In general my PCB design approach requires the following sequence of steps:

  • Place components on a board so that air-wires to connected components are as short as possible, but keep the layout clean (for some reason I do not like non-uniform placement of components).
  • Route power lines of greater width (I use 40 mil traces). I do not route ground because I add a ground plane in the last step of the process. I attempt to route the power bus in the outer regions of the board, but it is not always possible (there are components in the center of the board, too and I need to reach them).
  • Manually route critical traces like buses, traces to passive components or connectors. I like to have buses as bunches of parallel lines, not randomly placed traces as the autorouter tends to route them.
  • Use Eagle autorouter to route remaining signals.
  • Add ground plane on top and bottom side of the board (with Eagle’s orphans option disabled and thermals option enabled).

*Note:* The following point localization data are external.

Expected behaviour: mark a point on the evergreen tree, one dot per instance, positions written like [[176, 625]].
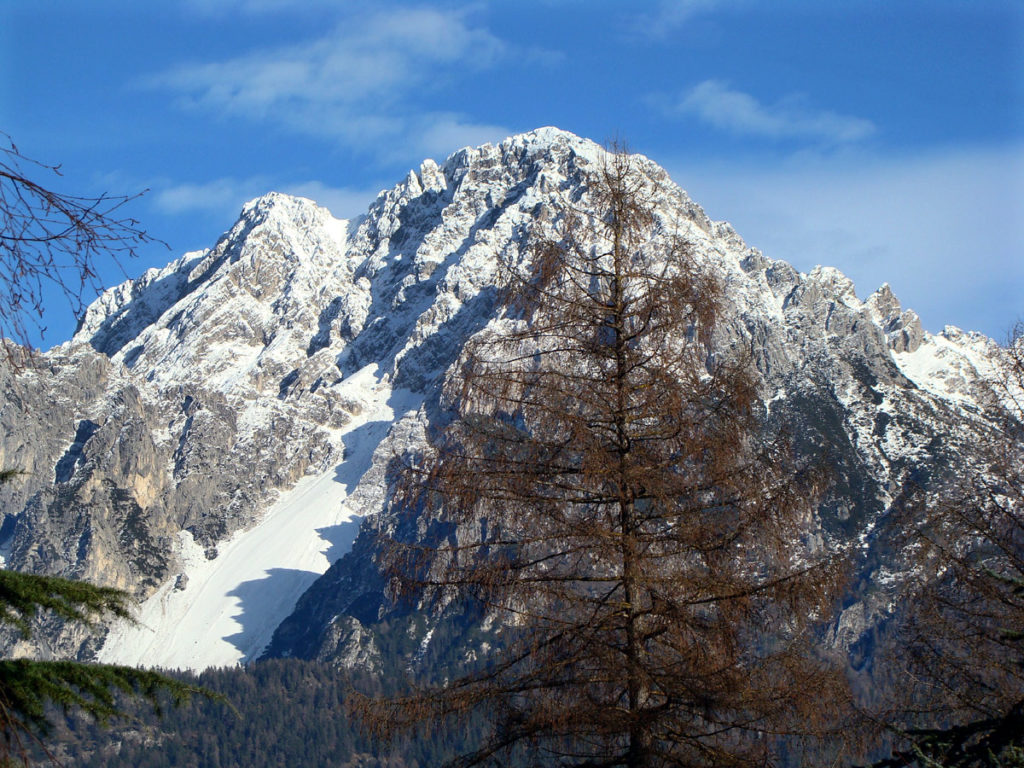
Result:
[[31, 689], [961, 641]]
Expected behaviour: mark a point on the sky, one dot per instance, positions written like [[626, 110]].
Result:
[[884, 137]]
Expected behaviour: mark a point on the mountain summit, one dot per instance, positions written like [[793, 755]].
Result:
[[216, 430]]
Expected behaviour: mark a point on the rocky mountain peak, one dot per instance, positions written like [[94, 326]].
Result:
[[271, 378]]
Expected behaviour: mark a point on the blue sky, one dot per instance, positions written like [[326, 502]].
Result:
[[885, 138]]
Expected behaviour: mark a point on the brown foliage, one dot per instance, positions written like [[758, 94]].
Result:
[[642, 543]]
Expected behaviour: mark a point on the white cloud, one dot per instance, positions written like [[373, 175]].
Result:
[[355, 84], [716, 103], [943, 228], [670, 14]]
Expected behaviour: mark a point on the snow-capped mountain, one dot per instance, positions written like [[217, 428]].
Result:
[[216, 429]]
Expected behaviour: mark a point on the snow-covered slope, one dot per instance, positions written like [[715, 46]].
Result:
[[223, 606], [247, 399]]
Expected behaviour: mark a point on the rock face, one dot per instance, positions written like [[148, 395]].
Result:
[[193, 397]]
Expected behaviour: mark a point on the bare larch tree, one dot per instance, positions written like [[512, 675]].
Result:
[[47, 237], [622, 515]]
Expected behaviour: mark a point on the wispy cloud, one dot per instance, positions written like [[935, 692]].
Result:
[[716, 103], [667, 16], [943, 228], [355, 84]]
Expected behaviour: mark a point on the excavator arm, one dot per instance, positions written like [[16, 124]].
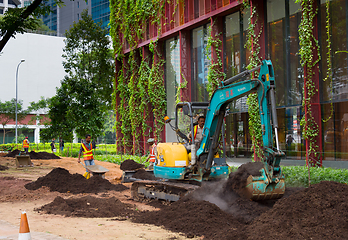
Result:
[[272, 183]]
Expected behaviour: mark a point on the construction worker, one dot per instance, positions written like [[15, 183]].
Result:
[[151, 157], [198, 131], [26, 145], [86, 149]]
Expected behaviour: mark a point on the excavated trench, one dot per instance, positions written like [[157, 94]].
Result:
[[215, 210]]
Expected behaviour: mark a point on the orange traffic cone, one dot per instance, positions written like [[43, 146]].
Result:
[[24, 233]]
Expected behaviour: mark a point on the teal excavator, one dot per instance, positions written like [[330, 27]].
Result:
[[180, 166]]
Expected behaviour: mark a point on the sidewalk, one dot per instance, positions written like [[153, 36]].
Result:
[[236, 162], [10, 232]]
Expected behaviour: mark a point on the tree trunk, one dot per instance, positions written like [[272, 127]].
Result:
[[3, 138]]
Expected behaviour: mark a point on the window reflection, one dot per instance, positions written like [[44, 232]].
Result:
[[200, 64]]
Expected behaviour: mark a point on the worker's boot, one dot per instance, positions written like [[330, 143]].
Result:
[[87, 175]]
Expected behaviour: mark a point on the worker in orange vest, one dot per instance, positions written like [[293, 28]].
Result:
[[86, 149], [26, 145], [151, 157], [198, 131]]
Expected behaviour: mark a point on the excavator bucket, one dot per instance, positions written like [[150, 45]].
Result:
[[23, 161], [262, 188]]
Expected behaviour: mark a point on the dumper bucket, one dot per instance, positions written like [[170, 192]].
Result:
[[97, 170], [23, 161], [262, 188]]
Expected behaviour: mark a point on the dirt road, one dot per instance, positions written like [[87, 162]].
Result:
[[14, 198]]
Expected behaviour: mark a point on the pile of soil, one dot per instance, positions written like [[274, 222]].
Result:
[[33, 155], [87, 206], [43, 155], [319, 212], [60, 180], [237, 180], [191, 217], [12, 190], [3, 168], [129, 165], [143, 174]]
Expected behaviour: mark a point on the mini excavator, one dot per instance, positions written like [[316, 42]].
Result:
[[180, 166]]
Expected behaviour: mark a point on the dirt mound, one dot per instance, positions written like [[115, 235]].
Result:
[[129, 164], [87, 206], [60, 180], [34, 155], [3, 168], [143, 174], [12, 190], [237, 180], [318, 212], [42, 155], [13, 153]]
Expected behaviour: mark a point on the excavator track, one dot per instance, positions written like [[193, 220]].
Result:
[[168, 191]]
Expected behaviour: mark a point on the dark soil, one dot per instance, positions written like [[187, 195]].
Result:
[[143, 174], [87, 206], [237, 180], [319, 212], [60, 180], [191, 217], [3, 168], [34, 155], [129, 165]]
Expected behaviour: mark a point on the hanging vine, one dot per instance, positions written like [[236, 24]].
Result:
[[254, 60], [215, 72], [308, 46], [328, 77]]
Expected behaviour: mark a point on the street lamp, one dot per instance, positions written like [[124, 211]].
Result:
[[17, 93]]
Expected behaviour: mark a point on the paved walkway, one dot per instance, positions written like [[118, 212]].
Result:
[[10, 232]]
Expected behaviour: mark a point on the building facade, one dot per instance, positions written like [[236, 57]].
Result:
[[38, 76], [62, 18], [182, 41]]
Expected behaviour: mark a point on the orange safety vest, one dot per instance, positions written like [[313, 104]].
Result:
[[25, 143], [195, 128], [152, 154], [87, 153]]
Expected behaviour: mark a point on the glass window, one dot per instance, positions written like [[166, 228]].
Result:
[[296, 71], [172, 73], [200, 64], [276, 46], [338, 24], [233, 45], [335, 131]]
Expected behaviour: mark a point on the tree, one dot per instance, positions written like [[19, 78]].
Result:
[[18, 20], [84, 98], [8, 113]]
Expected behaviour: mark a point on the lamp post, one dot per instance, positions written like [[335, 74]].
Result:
[[17, 93]]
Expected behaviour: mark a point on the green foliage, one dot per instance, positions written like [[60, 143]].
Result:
[[137, 82], [254, 60], [297, 176], [308, 46], [8, 113], [215, 71], [255, 123], [84, 98]]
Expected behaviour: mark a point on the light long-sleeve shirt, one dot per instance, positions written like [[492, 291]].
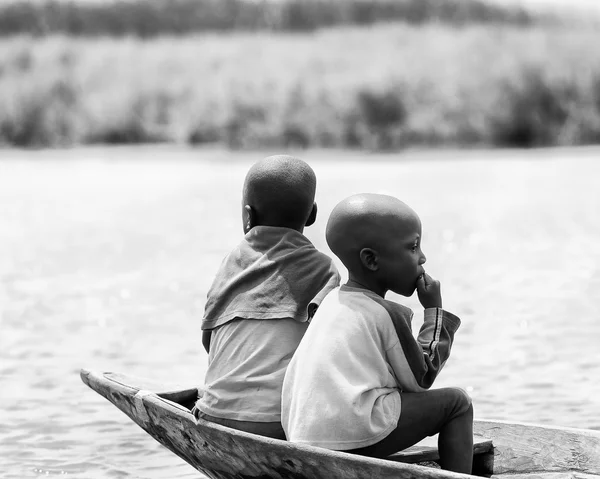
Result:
[[342, 387]]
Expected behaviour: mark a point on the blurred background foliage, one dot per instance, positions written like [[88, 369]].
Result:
[[372, 74]]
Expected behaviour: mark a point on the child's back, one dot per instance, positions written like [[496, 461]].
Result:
[[359, 381], [258, 306]]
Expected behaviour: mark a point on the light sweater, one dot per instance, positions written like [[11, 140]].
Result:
[[342, 387]]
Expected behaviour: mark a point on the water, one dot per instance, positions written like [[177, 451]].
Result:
[[106, 256]]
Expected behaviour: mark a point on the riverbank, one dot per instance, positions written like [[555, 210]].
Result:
[[378, 88]]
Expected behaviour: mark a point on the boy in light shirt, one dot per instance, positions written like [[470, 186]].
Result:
[[261, 299], [359, 381]]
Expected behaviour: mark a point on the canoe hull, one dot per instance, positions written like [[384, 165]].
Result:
[[221, 453]]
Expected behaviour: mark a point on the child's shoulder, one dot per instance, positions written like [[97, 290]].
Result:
[[367, 301]]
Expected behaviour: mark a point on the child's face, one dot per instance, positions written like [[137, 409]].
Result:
[[401, 259]]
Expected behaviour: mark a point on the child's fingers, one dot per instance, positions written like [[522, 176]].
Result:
[[422, 282]]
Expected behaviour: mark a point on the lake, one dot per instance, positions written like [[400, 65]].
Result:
[[106, 255]]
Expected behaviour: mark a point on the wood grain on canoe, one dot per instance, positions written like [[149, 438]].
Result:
[[215, 451]]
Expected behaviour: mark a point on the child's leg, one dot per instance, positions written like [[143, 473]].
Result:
[[447, 411]]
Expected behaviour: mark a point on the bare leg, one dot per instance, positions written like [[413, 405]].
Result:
[[455, 443], [447, 411]]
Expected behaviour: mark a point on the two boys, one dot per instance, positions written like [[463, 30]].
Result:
[[358, 380]]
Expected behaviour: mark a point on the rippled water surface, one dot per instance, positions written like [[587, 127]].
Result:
[[106, 256]]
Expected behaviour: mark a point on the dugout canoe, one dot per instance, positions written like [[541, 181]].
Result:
[[501, 449]]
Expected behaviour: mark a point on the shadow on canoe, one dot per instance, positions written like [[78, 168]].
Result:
[[510, 450]]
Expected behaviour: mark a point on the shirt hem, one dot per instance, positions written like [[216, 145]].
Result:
[[346, 446]]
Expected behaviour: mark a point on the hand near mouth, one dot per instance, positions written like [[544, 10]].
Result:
[[429, 292]]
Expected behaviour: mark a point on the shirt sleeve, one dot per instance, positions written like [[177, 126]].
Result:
[[416, 363]]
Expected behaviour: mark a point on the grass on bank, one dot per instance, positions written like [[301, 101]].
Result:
[[151, 18], [376, 88]]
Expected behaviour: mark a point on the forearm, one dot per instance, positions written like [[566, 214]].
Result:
[[418, 362]]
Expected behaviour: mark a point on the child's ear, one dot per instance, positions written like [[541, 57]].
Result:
[[369, 259], [249, 218], [313, 216]]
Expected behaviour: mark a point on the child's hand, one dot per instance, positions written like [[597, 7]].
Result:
[[429, 292]]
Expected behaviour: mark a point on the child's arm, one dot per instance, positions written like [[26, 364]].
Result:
[[206, 339], [333, 281], [417, 363]]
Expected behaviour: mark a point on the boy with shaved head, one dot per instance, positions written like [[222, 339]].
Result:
[[359, 381], [262, 298]]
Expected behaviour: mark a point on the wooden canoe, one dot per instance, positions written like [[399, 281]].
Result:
[[501, 449]]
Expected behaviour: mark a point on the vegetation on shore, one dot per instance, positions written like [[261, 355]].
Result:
[[382, 87], [151, 18]]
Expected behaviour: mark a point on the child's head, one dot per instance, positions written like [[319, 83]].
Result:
[[378, 238], [279, 191]]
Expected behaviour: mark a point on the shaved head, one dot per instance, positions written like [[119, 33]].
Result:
[[280, 189], [366, 221]]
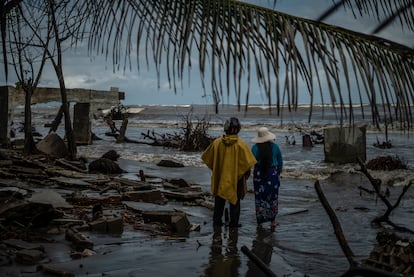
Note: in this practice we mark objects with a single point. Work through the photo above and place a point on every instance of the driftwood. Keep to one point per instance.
(355, 269)
(376, 184)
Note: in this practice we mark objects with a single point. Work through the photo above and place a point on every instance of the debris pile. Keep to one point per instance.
(41, 195)
(386, 163)
(393, 254)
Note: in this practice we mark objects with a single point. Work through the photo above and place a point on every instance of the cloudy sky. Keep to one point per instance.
(82, 71)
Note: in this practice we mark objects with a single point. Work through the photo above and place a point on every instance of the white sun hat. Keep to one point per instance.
(263, 135)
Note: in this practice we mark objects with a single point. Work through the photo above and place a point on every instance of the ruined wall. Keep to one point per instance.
(96, 100)
(345, 144)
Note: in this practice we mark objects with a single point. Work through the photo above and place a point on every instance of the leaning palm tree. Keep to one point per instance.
(235, 43)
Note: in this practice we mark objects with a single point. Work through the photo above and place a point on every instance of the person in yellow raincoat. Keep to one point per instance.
(230, 160)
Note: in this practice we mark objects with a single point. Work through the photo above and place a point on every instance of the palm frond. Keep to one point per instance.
(249, 42)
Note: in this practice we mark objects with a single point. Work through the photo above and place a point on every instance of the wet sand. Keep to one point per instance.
(303, 244)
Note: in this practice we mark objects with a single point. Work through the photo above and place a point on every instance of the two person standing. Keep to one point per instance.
(266, 176)
(231, 160)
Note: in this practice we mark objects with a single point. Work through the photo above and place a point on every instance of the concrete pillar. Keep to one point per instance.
(4, 115)
(82, 123)
(345, 144)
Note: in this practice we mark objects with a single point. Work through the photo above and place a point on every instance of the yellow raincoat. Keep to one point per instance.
(229, 158)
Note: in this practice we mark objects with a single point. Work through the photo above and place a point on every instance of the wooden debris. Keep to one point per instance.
(386, 163)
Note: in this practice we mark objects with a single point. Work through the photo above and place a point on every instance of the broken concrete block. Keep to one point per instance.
(53, 145)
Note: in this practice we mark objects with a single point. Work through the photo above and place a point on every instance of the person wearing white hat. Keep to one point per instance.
(266, 176)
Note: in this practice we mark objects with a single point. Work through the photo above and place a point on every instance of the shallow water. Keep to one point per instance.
(303, 244)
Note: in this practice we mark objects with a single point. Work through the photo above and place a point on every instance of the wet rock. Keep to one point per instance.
(178, 221)
(106, 166)
(386, 163)
(114, 225)
(79, 241)
(29, 256)
(21, 244)
(169, 163)
(150, 196)
(53, 145)
(55, 271)
(50, 197)
(27, 213)
(392, 253)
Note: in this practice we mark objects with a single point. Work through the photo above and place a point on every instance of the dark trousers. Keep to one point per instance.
(219, 204)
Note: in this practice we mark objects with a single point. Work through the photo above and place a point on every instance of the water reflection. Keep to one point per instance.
(262, 247)
(224, 259)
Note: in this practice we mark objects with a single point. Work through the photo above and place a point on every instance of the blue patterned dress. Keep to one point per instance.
(266, 192)
(266, 185)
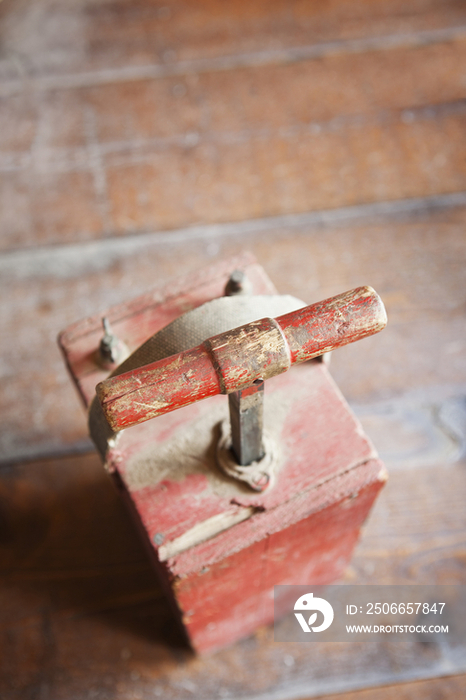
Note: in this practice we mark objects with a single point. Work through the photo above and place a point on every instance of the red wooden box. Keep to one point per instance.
(218, 547)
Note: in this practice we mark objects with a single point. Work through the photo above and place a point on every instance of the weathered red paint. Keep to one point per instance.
(233, 360)
(302, 531)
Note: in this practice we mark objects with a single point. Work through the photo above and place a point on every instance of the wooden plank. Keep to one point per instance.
(438, 688)
(261, 141)
(81, 612)
(39, 408)
(92, 36)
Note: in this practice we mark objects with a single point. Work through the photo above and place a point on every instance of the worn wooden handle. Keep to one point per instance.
(236, 359)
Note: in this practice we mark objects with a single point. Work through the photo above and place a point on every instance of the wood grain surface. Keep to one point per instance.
(140, 141)
(81, 613)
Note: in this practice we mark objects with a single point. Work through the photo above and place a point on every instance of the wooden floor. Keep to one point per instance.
(140, 140)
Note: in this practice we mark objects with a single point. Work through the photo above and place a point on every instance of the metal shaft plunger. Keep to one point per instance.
(246, 418)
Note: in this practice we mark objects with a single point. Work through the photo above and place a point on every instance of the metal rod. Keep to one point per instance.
(246, 418)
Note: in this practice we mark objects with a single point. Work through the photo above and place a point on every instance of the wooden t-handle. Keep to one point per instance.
(236, 359)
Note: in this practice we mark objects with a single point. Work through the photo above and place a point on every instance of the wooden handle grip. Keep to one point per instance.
(236, 359)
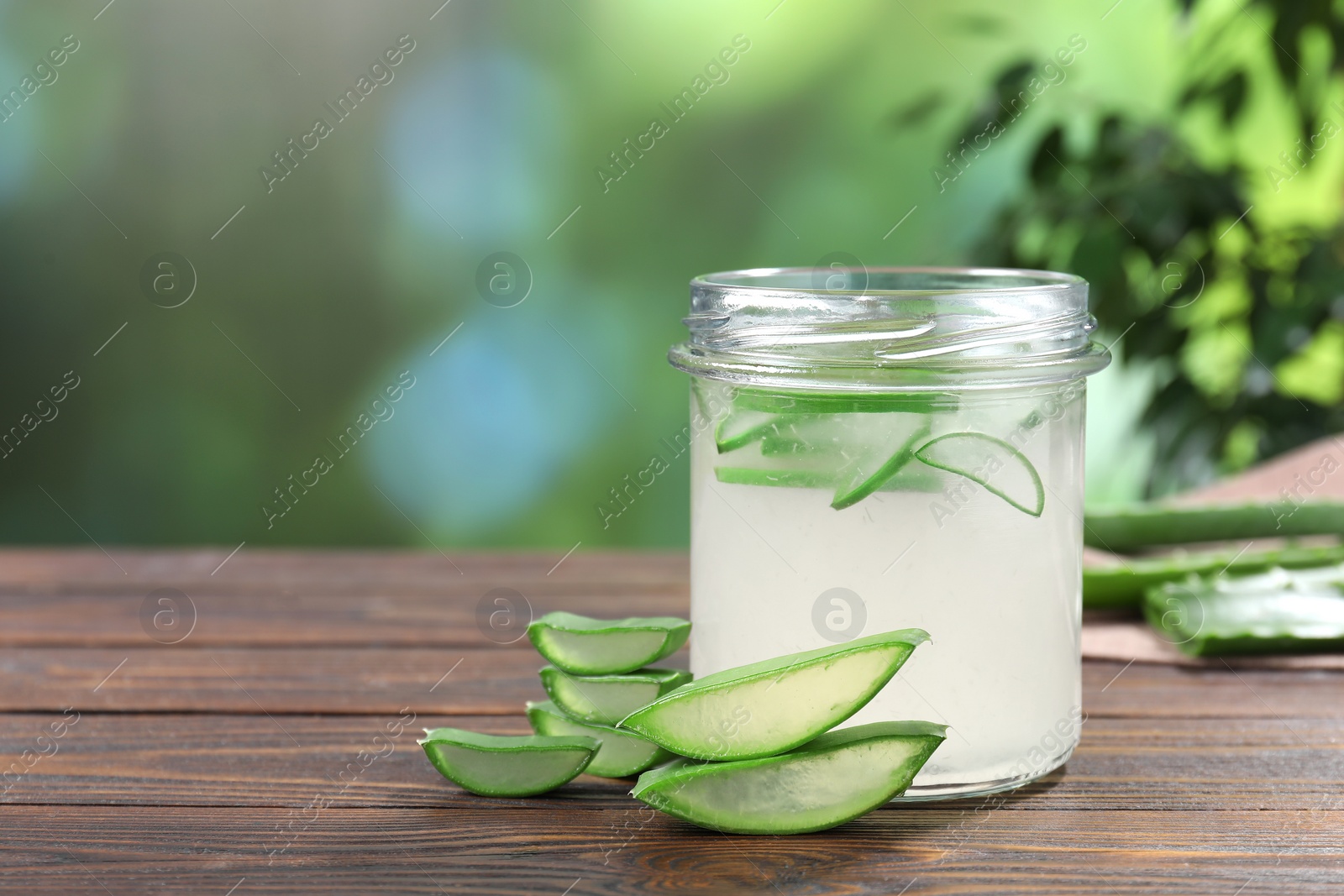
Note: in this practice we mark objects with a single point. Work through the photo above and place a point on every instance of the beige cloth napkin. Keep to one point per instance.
(1300, 473)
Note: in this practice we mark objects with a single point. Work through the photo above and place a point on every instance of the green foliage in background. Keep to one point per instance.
(201, 423)
(1242, 312)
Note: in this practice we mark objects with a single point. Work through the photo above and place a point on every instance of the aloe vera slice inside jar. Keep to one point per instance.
(591, 647)
(504, 765)
(769, 707)
(826, 782)
(608, 699)
(620, 752)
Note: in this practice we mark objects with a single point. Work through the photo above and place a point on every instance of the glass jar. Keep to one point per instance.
(878, 449)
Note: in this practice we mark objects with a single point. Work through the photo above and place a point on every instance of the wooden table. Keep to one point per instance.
(273, 750)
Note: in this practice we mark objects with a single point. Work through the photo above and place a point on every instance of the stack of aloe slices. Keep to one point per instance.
(819, 441)
(598, 674)
(752, 748)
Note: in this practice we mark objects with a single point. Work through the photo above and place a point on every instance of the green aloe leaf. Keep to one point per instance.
(1280, 611)
(605, 700)
(864, 483)
(1124, 584)
(1140, 526)
(620, 754)
(773, 705)
(741, 429)
(507, 766)
(826, 782)
(591, 647)
(992, 464)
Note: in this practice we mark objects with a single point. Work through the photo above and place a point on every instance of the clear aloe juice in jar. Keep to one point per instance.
(900, 448)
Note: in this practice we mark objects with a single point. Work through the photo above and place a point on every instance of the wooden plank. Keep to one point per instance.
(374, 762)
(533, 848)
(454, 614)
(495, 680)
(1158, 691)
(349, 571)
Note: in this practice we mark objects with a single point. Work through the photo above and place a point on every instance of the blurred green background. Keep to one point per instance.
(307, 297)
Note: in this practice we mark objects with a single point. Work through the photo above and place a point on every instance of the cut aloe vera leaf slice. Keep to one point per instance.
(504, 765)
(990, 463)
(843, 403)
(1278, 611)
(909, 479)
(826, 782)
(620, 754)
(777, 705)
(588, 647)
(786, 479)
(1139, 526)
(862, 484)
(743, 427)
(605, 700)
(1124, 584)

I try to keep the baseline layout from before the autorouter step to be able to make adjustments. This makes the process iterative – whenever I am not happy with the final layout, I undo the autorouter step, fix the component or power trace placement and hit autoroute again. All in all it costs me several man-hours to complete a board I am reasonably happy with. I think my major weakness is the second step – power lines routing. I need multiple attempts to do it more or less properly, without obstructing the way for other important signals and over-complicating the board. I even changed the pad shape from ellipses to smaller squares to save some space for signal traces but it did not help much. I still think I could have obtained a board with fewer vias and lower overall trace length, had I routed power lines better. Any hints how this should be done properly for two sided rectangular boards with through-hole components?

I have already sent the boards for manufacturing. choosing BatchPCB again for their unbeatable $2.50 per square inch plus $10 setup fee. I have also uploaded new schematics PDF and eagle files into downloads.